Billy Joel, 52nd Street
Featured Album
One of Joel's best rock albums — with visits from some of jazz's top players
The theme of 52nd Street, if you take its title literally, is the New York block famous for jazz in the 1940s and 1950s. In truth, this isn't so much a jazz album as it is an album inspired by the notion of jazz. Despite guest visits from some top jazz players, it's actually one of Joel's best rock albums. Joel attacks from the opening moments of the first tune, with "Big Shot"'s pumping piano chords and lines about a woman from a sophisticated address with "the Dom Perignon in your hand and the spoon up your nose."

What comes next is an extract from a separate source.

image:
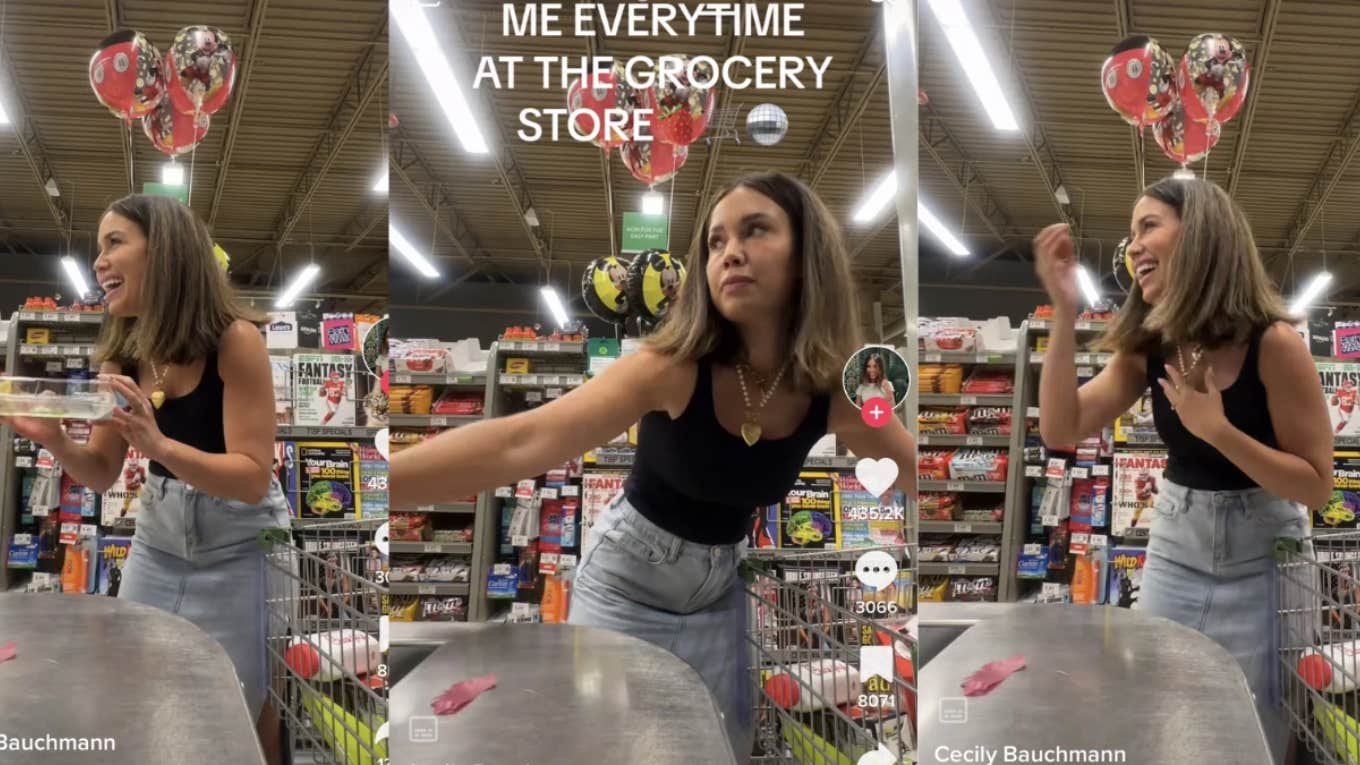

There's plenty of anger here, including the fabulous "My Life" which, at the time, was Joel's biggest pop hit. "Go ahead with your own life and leave me alone," he sings; though he puts those words in the mouth of an "old friend," it could be his own proud epitaph. There are no pulled punches here, from the anger (similar to that of "Big Shot") of "Stiletto," to the almost too-direct-for-comfort ballad "Honesty." The title theme is picked up specifically by the song "Zanzibar," a bit of Steely Dan-ish pop-jazz featuring some outstanding soloing by Freddie Hubbard on trumpet and an impressionistic mèlange of sports imagery in the lyrics: Muhammad Ali, Pete Rose, the New York Yankees — your call, sports fans.
On the second half of the album, Joel and producer Phil Ramone move into genre exercises that are generally pleasing: a feint towards Latin pop in "Rosalinda's Eyes," Motown meets Blood, Sweat and Tears in "Half A Mile Away" and, most memorably, Joel singing mostly low in what may be his Righteous Brothers tribute, "Until the Night."